Dans une lettre adressée aux organisations syndicales, le Premier ministre Édouard Philippe a annoncé le retrait provisoire de l'âge pivot dans le projet de loi sur la réforme des retraites.
Ce geste était attendu par la CFDT. Samedi 11 janvier, dans un courrier envoyé aux syndicats et employeurs, Édouard Philippe a affirmé que le gouvernement était "disposé à retirer" l’âge pivot de 64 ans tout en maintenant l'idée d'un âge d'équilibre à long terme.

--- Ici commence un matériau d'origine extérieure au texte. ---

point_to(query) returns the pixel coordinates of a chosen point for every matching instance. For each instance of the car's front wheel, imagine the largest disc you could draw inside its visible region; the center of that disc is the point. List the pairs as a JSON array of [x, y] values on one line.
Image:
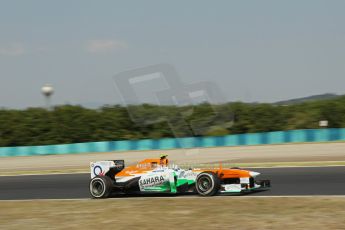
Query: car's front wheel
[[207, 184], [101, 187]]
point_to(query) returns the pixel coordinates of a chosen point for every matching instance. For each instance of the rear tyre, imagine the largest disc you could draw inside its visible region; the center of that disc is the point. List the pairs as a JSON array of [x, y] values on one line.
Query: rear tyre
[[207, 184], [101, 187]]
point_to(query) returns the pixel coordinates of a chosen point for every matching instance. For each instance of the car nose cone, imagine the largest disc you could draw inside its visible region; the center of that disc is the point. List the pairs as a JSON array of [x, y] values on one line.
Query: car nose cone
[[253, 174]]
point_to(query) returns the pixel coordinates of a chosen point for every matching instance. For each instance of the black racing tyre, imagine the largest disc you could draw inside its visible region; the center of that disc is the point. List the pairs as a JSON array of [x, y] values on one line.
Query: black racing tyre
[[101, 187], [207, 184]]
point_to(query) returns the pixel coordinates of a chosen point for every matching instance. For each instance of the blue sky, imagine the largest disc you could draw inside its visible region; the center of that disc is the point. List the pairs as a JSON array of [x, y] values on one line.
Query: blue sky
[[253, 50]]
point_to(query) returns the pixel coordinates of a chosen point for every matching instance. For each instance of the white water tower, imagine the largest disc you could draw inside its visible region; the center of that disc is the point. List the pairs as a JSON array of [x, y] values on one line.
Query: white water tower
[[47, 91]]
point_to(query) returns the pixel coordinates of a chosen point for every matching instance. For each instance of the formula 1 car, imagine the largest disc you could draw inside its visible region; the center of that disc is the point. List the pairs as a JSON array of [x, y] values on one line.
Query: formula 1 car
[[157, 176]]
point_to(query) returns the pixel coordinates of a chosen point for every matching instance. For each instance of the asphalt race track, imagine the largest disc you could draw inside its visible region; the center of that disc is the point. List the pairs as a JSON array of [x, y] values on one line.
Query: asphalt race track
[[285, 181]]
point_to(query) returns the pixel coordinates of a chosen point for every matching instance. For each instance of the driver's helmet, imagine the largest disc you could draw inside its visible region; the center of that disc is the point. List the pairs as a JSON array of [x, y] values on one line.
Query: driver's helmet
[[163, 160]]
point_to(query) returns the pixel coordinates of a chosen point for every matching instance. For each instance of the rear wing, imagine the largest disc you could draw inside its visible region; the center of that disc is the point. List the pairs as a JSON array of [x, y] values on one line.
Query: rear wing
[[106, 168]]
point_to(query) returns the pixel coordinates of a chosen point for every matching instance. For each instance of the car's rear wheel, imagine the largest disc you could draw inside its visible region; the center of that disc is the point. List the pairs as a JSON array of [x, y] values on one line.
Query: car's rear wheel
[[207, 184], [101, 187]]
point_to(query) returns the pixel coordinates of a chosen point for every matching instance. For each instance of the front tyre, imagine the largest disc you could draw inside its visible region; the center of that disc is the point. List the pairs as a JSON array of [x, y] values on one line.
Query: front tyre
[[207, 184], [101, 187]]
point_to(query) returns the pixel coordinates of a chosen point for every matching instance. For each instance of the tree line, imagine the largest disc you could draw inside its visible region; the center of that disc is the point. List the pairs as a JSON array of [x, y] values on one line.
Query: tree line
[[74, 124]]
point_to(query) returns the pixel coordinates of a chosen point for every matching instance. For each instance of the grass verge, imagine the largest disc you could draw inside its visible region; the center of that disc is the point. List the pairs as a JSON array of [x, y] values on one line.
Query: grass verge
[[170, 213]]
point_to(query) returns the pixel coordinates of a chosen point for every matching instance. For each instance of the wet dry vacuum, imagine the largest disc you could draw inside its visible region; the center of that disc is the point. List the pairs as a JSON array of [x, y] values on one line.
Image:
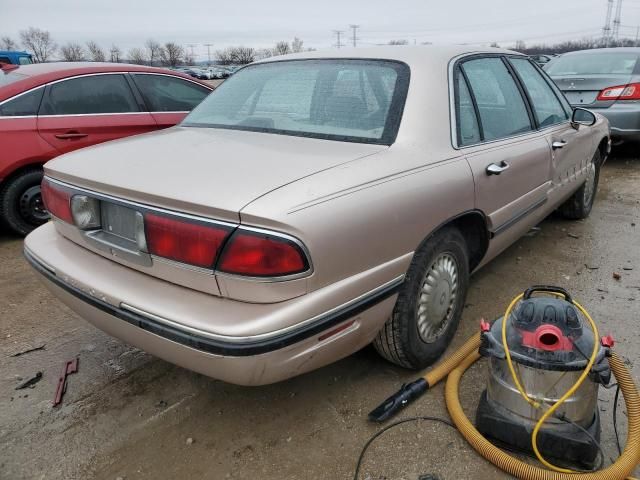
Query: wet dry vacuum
[[546, 364]]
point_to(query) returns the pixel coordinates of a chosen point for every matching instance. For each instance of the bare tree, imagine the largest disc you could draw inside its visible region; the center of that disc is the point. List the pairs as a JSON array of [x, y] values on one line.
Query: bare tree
[[39, 42], [95, 52], [72, 52], [242, 55], [399, 42], [297, 45], [188, 59], [153, 49], [171, 54], [281, 48], [7, 43], [263, 53], [116, 53], [137, 56], [224, 56]]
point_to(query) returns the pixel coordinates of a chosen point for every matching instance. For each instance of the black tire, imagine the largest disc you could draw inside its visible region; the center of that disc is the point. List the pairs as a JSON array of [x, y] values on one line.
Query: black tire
[[579, 205], [401, 340], [21, 207]]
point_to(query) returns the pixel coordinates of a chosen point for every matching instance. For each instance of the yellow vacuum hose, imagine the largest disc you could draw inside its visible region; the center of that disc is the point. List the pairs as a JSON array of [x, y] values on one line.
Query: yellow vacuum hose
[[454, 367]]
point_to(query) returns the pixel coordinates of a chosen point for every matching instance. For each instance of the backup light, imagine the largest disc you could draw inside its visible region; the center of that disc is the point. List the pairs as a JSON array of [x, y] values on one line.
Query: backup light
[[86, 212], [56, 200], [621, 92]]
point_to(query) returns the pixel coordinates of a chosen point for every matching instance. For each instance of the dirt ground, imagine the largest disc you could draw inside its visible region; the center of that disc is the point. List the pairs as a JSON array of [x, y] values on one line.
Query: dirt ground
[[128, 415]]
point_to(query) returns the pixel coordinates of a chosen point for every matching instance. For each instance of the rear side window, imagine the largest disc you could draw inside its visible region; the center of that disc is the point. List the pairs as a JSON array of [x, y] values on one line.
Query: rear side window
[[163, 93], [468, 129], [502, 109], [545, 103], [24, 105], [90, 95]]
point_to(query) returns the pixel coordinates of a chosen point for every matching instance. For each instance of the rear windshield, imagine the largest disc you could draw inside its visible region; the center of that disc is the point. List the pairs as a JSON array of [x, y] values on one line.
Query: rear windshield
[[348, 100], [593, 63], [9, 77]]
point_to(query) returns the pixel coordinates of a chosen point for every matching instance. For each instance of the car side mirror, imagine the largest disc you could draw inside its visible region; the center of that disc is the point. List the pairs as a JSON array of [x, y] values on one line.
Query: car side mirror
[[582, 116]]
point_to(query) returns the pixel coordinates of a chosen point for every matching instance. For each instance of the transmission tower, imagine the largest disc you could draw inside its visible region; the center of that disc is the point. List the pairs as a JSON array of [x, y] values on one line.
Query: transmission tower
[[208, 45], [354, 36], [616, 21]]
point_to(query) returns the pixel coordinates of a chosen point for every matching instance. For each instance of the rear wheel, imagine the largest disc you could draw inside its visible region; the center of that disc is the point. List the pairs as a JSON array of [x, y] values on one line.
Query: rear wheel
[[21, 205], [579, 205], [430, 303]]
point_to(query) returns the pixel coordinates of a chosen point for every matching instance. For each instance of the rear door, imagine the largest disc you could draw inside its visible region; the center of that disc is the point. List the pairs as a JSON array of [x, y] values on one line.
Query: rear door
[[510, 160], [169, 98], [571, 146], [90, 109]]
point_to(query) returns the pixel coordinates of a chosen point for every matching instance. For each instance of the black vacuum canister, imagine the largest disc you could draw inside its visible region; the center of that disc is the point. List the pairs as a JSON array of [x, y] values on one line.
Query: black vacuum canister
[[550, 347]]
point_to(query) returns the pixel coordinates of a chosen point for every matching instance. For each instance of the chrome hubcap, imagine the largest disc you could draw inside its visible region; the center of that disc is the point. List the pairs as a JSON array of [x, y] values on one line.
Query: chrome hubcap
[[438, 295], [590, 184]]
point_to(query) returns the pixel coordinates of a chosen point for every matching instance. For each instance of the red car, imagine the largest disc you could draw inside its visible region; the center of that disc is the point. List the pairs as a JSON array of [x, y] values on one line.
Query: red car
[[52, 108]]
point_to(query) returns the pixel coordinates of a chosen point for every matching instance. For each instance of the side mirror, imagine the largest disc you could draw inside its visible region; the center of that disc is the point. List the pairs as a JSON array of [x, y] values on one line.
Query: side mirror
[[582, 116]]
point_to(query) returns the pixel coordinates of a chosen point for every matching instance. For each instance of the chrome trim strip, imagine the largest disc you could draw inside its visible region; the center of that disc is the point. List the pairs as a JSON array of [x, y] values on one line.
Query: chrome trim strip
[[234, 348], [518, 216]]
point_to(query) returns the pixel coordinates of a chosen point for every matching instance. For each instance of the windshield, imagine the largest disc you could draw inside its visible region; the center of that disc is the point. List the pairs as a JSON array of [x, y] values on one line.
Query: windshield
[[593, 64], [348, 100], [9, 77]]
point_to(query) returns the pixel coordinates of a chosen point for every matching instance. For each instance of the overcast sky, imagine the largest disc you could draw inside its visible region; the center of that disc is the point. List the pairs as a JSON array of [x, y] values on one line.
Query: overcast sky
[[261, 23]]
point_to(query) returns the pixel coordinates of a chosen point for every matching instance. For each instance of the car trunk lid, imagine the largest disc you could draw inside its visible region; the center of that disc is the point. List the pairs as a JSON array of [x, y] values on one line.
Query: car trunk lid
[[201, 171], [583, 90]]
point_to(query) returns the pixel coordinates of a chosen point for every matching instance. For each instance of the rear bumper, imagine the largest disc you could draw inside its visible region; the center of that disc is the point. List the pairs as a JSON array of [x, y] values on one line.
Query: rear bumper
[[249, 360], [624, 120]]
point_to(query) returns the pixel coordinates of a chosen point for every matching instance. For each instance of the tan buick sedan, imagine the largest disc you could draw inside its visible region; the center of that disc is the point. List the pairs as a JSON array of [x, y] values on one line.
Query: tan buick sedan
[[313, 204]]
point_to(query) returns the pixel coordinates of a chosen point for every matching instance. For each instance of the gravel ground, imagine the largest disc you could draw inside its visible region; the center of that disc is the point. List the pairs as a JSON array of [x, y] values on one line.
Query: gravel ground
[[127, 414]]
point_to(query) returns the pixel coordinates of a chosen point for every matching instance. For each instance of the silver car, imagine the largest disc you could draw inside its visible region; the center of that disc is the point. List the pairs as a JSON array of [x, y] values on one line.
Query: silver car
[[606, 80], [316, 203]]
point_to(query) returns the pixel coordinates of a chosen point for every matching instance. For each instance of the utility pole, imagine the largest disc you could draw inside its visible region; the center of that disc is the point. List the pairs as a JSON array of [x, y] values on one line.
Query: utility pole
[[616, 21], [354, 37], [208, 45], [606, 30], [193, 55]]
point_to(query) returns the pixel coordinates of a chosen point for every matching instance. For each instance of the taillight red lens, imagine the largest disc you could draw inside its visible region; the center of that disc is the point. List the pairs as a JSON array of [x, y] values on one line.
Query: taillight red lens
[[184, 241], [57, 200], [261, 255], [621, 92]]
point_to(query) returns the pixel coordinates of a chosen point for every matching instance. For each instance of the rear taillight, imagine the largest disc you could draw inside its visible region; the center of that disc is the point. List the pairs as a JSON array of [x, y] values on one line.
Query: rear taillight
[[262, 255], [183, 240], [621, 92], [57, 200]]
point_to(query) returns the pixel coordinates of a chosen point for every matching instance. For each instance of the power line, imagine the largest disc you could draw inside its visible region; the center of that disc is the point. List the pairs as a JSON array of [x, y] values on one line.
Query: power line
[[354, 37]]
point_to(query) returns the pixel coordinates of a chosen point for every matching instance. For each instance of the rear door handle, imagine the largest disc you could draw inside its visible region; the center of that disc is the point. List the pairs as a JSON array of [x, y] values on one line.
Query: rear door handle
[[497, 169], [70, 135]]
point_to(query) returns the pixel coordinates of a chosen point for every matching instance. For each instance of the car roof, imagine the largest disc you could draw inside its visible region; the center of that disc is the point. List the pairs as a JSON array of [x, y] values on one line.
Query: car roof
[[409, 54], [41, 73]]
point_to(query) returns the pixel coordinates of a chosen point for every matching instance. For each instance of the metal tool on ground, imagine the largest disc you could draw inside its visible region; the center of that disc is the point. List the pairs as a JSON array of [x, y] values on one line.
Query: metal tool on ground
[[70, 366], [30, 382], [545, 368]]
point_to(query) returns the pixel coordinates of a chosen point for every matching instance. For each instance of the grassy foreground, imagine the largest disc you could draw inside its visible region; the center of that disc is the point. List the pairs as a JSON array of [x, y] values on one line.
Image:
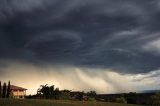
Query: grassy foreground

Confiance dans les partenaires sociaux
Pour montrer sa confiance envers les acteurs sociaux et ne pas préjuger des résultats de leurs discussions, le chef du gouvernement a écrit : "Je suis disposé à retirer du projet de loi la mesure de court terme qui fixait un âge d'équilibre de 64 ans en 2027, à partir de 2022." Une conférence dédiée à l'équilibre et au financement des retraites doit rendre ses conclusions d'ici fin avril 2020.
Le Premier ministre précise que les solutions proposées ne devront pas entraîner de diminution des pensions ni d'augmentation du coût du travail, écartant ainsi l'idée d'une hausse des cotisations, suggérée par Laurent Berger, le leader de la CFDT.
Un calendrier serré pour des conclusions
Ce calendrier exige que les conclusions de la conférence soient intégrées avant le vote du projet de loi, prévu en seconde lecture. Le texte sera examiné par le Conseil des ministres le 24 janvier et débattu au Parlement à partir du 17 février. Édouard Philippe propose également que Jean-Jacques Marette, ancien directeur général de l’Agirc-Arrco, préside cette conférence, comme le demandait la CFDT.
Satisfaction des syndicats
Les annonces ont permis de rétablir la communication avec la CFDT. Laurent Berger a salué ce geste comme une victoire, affirmant : "Nous avons obtenu le retrait de l'âge pivot, une avancée significative !" Le syndicat, décidé à participer activement aux discussions, vise à obtenir un système de retraite plus juste et solidaire.
Dans le même temps, une nouvelle journée de mobilisation a eu lieu à Paris, où des incidents ont éclaté. La CGT a estimé la participation à 150 000 personnes, insatisfaite par la concession concernant l'âge pivot et continue de réclamer le retrait total du projet de loi.